Founded by Walter Gropius in Weimar in 1919, the Bauhaus was a utopian haven for avant-garde artists during the period of dramatic change and tenuous peace between the two world wars. United in their goal to create new art for a modern industrialized age, the Bauhaus artists, who included Wassily Kandinsky, Paul Klee, Lyonel Feininger, Josef Albers, Marcel Breuer, and Oskar Schlemmer, among others, embraced novel techniques and free experimentation. While architecture, graphic and furniture design, metalwork, weaving, and theater all had official workshops at the Bauhaus before 1929, photography was neither taught nor even organized as an extracurricular activity. Liberated from the requirements and expectations of a formal course, photography was practiced as a form of play; its myriad avenues for exploration and discovery enchanted Bauhaus masters and students alike. Boldly fusing ideas absorbed from Dada, Surrealism, Russian Constructivism, illustrated newspapers, avant-garde film, and even jazz, these artists created images that reflect both the dynamism and turbulence of the era and the optimism, energy, and experimental liberties of life and work at the Bauhaus.

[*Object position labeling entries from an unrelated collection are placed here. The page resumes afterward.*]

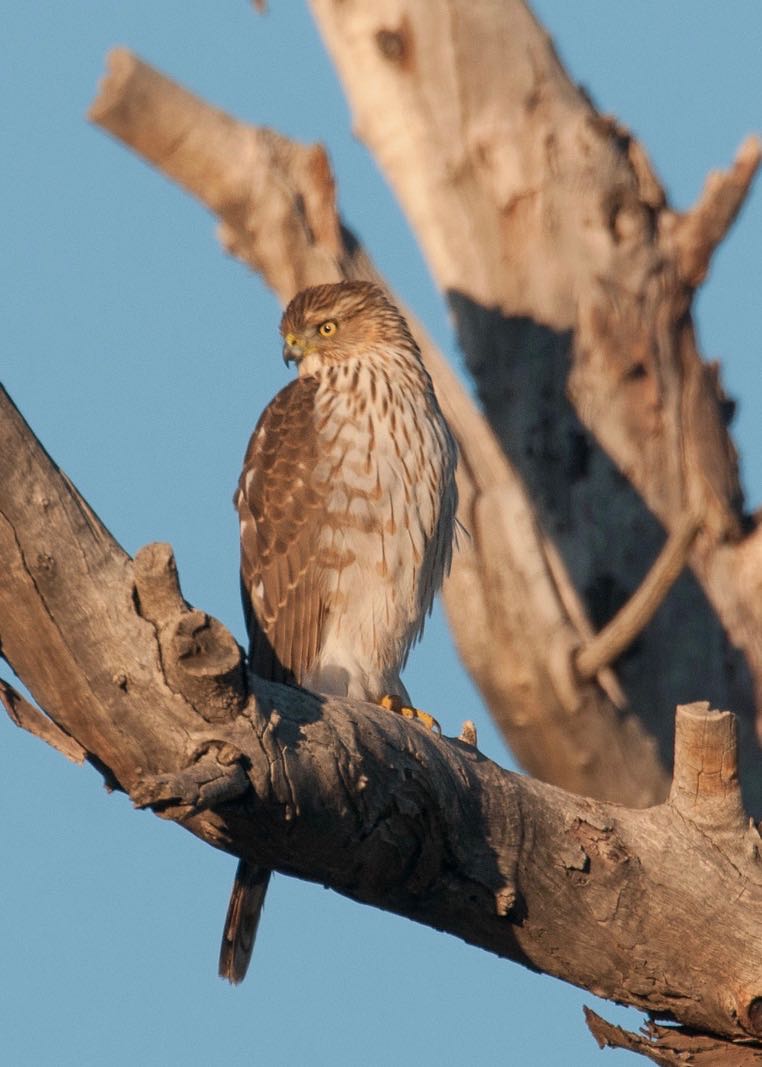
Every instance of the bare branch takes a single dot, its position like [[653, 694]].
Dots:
[[604, 648], [548, 228], [378, 807], [673, 1046], [698, 233], [32, 719], [278, 204]]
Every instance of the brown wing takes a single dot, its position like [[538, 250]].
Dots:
[[280, 510]]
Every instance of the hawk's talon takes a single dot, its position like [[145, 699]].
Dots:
[[392, 702]]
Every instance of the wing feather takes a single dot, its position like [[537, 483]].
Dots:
[[280, 506]]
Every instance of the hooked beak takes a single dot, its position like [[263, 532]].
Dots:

Although Moholy-Nagy never formally taught photography during his years at the Bauhaus (1923–1928), he exerted enormous influence through his groundbreaking photographs and through his writings, in which he advocated unusual vantage points, extreme close-ups, radical cropping, negative printing, and cameraless photography. The fourteen works by Moholy-Nagy in the exhibition range from his astonishing new visions of the modern world, such as Pont Transbordeur, Marseilles (1929), to seductive and radiantly mysterious photograms. An extraordinary group of his nudes and negative prints are also on view: his Negative [Portrait of a Woman] (1927/28), with a reversal of tonalities and overhead viewpoint, creates a dreamlike image that belies its source in the ordinary world.

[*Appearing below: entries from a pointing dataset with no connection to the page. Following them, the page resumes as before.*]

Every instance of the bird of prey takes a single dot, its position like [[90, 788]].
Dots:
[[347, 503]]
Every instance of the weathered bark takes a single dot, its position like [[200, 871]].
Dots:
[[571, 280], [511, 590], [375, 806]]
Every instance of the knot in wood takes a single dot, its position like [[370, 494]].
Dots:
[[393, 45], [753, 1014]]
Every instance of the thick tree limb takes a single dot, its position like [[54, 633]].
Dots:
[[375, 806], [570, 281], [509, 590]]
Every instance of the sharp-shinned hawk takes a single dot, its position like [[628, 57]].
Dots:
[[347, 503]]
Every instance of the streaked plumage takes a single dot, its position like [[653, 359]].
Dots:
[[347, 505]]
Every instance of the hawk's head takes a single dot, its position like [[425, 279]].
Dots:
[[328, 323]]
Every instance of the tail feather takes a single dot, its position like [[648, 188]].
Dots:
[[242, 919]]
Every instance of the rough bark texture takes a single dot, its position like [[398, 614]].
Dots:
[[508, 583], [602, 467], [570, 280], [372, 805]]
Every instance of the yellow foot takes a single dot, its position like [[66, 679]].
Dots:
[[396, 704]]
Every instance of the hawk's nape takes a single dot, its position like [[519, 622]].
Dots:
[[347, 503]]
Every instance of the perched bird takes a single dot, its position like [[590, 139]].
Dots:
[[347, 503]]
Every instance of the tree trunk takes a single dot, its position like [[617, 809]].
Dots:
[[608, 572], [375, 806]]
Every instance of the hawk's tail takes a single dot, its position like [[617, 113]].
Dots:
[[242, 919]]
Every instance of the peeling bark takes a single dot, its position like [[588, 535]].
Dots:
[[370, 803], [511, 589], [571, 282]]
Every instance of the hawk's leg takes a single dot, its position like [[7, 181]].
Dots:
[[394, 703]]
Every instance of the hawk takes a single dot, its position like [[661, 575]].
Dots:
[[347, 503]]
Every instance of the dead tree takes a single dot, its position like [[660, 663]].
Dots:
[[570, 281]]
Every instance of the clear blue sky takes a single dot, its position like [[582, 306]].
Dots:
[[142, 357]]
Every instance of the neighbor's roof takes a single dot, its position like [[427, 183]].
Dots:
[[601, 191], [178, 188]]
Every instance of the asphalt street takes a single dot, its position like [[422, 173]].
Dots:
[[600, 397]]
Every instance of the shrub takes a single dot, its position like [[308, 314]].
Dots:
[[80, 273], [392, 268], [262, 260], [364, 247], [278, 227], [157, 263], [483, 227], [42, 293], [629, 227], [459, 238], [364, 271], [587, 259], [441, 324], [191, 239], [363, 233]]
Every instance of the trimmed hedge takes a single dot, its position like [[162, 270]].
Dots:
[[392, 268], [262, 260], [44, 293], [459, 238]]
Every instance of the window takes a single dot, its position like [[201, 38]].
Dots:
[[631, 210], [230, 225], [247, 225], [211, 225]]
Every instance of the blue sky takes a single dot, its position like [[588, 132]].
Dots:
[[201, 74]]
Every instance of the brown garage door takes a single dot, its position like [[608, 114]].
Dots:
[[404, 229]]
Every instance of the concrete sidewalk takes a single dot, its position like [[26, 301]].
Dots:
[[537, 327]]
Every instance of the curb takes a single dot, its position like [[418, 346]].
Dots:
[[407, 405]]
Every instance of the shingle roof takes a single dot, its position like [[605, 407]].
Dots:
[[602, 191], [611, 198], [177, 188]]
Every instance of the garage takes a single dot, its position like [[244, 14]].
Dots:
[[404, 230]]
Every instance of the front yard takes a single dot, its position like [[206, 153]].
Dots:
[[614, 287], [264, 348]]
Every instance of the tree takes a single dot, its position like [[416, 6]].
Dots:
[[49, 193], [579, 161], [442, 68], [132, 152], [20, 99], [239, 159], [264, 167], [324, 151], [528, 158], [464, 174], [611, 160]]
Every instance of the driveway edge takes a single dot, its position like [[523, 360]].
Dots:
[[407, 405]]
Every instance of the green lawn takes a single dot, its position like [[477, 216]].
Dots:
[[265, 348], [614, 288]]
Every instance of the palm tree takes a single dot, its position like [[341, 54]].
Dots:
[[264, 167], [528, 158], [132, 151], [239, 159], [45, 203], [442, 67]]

The work of the (then) adolescent student Lux Feininger, son of the painter and Bauhaus master Lyonel Feininger, was more lighthearted than that of the older master and theoretician Moholy-Nagy. Never without his camera, the young Lux, whose nickname is Latin for "light," roamed the school in search of activities he could transform into his characteristically exuberant views of student life, exemplified by the sprightly Jump over the Bauhaus (ca. 1927). He combined his love of photography and music in a suite of lively photographs of the Bauhaus jazz band; this includes an energetic rendering of his fellow band member Xanti Schawinsky with the New Saxophone (1928) and Charleston on the Bauhaus Roof (1927), a riff on youth and modern life. Like the spirited pictures that Jacques-Henri Lartigue made as a youth, Lux Feininger's photographs are witty, playful, irreverent, and extremely rare. With more than twenty of his photographs included, "Dancing on the Roof" provides an in-depth display of his best work—a "mini exhibition" of a remarkable photographer who is relatively unknown but still lively at the age of ninety.

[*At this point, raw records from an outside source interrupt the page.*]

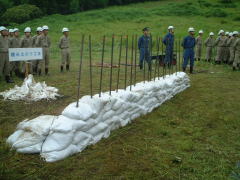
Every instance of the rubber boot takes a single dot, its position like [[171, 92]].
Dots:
[[8, 79], [191, 70]]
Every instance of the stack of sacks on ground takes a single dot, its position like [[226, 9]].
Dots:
[[56, 137], [31, 91]]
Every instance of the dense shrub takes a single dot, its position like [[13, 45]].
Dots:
[[21, 13]]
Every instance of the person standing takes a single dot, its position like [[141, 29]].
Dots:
[[209, 43], [36, 67], [199, 45], [4, 58], [16, 43], [226, 48], [64, 45], [231, 42], [220, 44], [168, 41], [236, 46], [143, 46], [188, 45], [44, 42], [27, 42]]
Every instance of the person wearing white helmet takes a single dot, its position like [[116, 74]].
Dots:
[[11, 34], [220, 44], [27, 42], [188, 44], [226, 48], [36, 67], [199, 43], [209, 43], [4, 59], [16, 43], [168, 41], [231, 42], [236, 47], [44, 42], [64, 45]]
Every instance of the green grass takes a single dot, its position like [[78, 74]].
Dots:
[[199, 125]]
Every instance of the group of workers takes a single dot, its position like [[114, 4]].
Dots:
[[227, 48], [11, 39]]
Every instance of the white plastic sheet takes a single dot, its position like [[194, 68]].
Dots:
[[31, 91], [71, 132]]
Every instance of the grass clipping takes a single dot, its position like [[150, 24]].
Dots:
[[31, 91]]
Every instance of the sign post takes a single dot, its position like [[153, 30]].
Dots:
[[25, 54]]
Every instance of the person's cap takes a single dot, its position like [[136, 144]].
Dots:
[[146, 29], [65, 30], [2, 28], [15, 29], [27, 29], [191, 29], [45, 28], [39, 29], [235, 33], [221, 31]]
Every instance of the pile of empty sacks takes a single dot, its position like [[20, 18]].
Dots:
[[57, 137]]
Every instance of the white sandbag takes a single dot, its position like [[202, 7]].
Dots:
[[65, 124], [32, 149], [57, 138], [58, 155], [57, 141], [81, 138], [30, 91], [82, 112]]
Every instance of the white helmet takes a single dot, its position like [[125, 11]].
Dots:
[[2, 28], [15, 29], [65, 30], [39, 29], [191, 29], [45, 27], [235, 33], [221, 31], [27, 29], [211, 34]]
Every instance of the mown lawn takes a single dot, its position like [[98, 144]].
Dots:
[[195, 135]]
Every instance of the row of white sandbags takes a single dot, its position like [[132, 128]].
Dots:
[[30, 91], [56, 137]]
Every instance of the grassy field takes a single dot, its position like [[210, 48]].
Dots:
[[193, 136]]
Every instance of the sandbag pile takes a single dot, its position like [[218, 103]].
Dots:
[[57, 137], [31, 91]]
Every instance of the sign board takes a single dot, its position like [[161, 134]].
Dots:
[[25, 54]]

In addition to providing a fertile environment for the experiments of both the great theoretician and the teen-aged student, the Bauhaus nurtured the visions of many other talented photographers, including Umbo (Otto Umbehr), Lucia Moholy, Herbert Bayer, Irene Bayer, Florence Henri, Werner David Feist, Lyonel Feininger, and Josef Albers. Dizzying overhead shots, disconcerting night scenes, innovative industrial and architectural views, beach scenes, Bauhaus theater photographs, and a series of surprising portraits are among the highlights of the exhibition.